The organisation delivers four main outputs including: safety and environment protection standards for responsible maritime transport operations, infrastructure for monitoring and enforcing compliance with safety and environment protection standards, the capability to respond to marine pollution incidents and other maritime emergencies and the capability to detect, locate and rescue people in maritime distress situations. The Authority’s mandate is vast, but chief among its many duties is development.
The South African Dedicated Training Ship
The aim of the SA Agulhas, SAMSA’s training vessel, is to train young people and develop an authentic South African maritime skills development programme that produces results that will accelerate the creation of seafaring work opportunities.
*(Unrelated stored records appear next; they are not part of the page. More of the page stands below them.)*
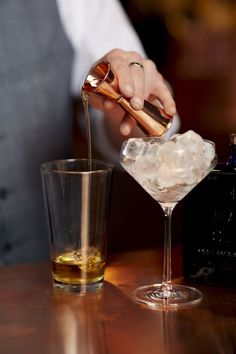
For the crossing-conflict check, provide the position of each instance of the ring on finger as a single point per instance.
(136, 63)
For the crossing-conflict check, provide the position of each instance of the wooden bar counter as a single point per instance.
(36, 319)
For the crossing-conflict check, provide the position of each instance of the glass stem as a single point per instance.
(166, 282)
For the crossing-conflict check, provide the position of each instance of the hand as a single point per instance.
(135, 82)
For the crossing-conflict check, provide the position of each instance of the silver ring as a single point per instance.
(136, 63)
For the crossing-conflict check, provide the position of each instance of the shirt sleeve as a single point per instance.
(94, 28)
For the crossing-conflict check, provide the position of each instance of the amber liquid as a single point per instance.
(79, 267)
(85, 100)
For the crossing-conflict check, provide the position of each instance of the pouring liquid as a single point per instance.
(85, 100)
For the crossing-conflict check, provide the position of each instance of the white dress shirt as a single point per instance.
(94, 28)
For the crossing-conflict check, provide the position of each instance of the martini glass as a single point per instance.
(168, 171)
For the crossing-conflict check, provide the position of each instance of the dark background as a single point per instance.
(193, 44)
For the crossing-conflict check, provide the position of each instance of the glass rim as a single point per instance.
(47, 166)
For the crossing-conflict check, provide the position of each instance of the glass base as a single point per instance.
(78, 288)
(176, 297)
Commander Mokhele says that South Africa’s maritime industry alone has the potential to provide 400 000 jobs, with 45 000 to 50 000 seafarers alone being employed. “We are still in the development period of this industry and not yet quite in the harvesting period. In order to grow and develop, South Africa’s maritime industry needs to make considerable investments in human capacity development, that is, in the cultivation of skills and the development of capabilities,” he states.
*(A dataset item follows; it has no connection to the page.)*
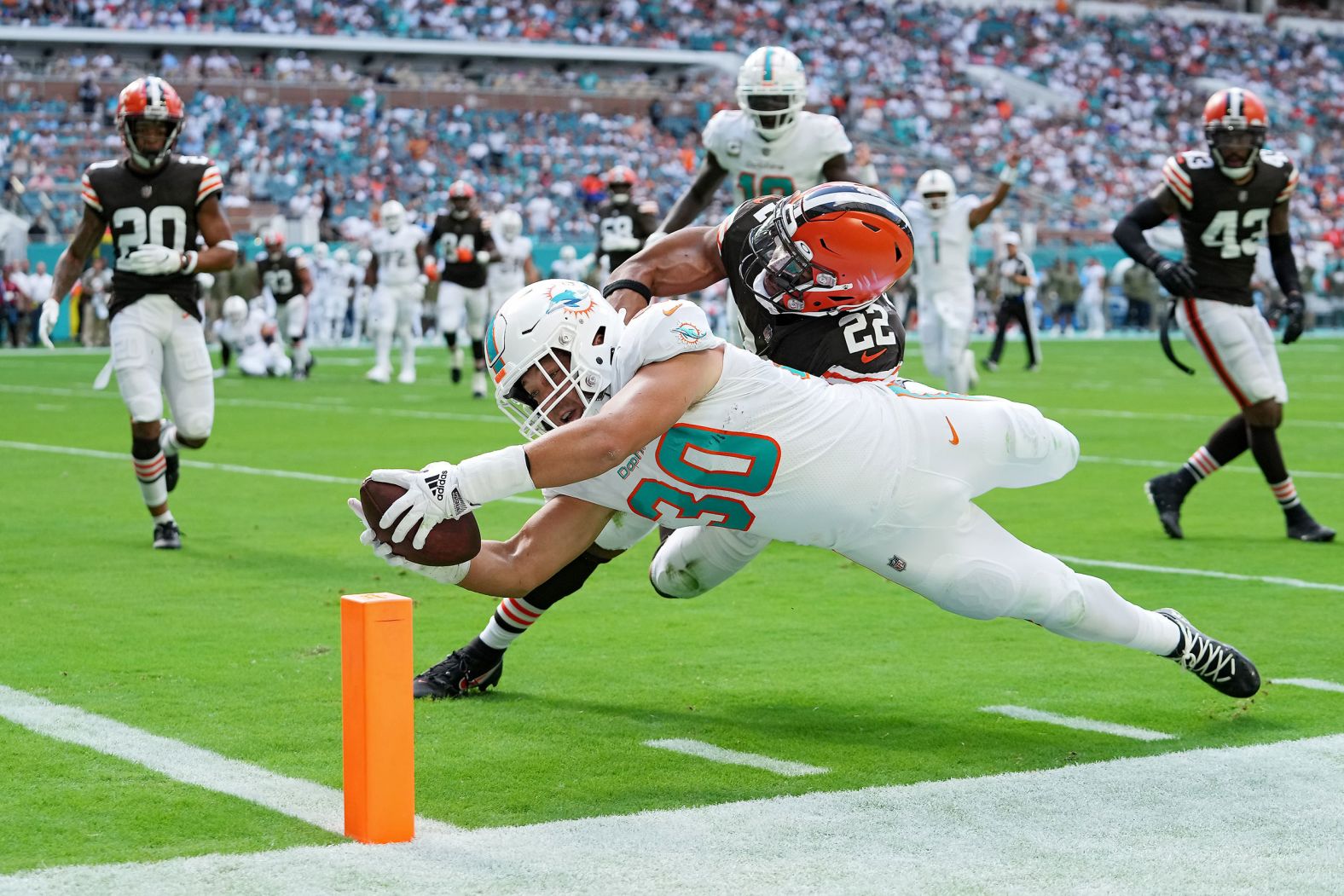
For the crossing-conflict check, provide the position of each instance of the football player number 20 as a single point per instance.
(135, 228)
(709, 459)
The gap in the leader group education calls for a maritime training institute. Many new entrants struggle to reach their full potential as they lack project management, financial management and other management skills; hence training and skills-development programmes aimed at cultivating these and other necessary leadership skills are required. Some tertiary institutions are currently in partnership with SAMSA in order to address this need. The provision of targeted technical training means South Africa needs to offer the required training at different levels of education so as to provide the necessary facilities, disciplines and degrees.
Through integration of training and upskilling across the region, SAMSA will turn to its relationships with other African nations, and this “will allow us to develop targeted training capabilities across the region, spreading the cost and developing regional centres of excellence”. Lastly, among a host of these interventions will be the expediting of transformation in the sector. “There is a lack of transformation in the industry that needs to be addressed,” he concludes.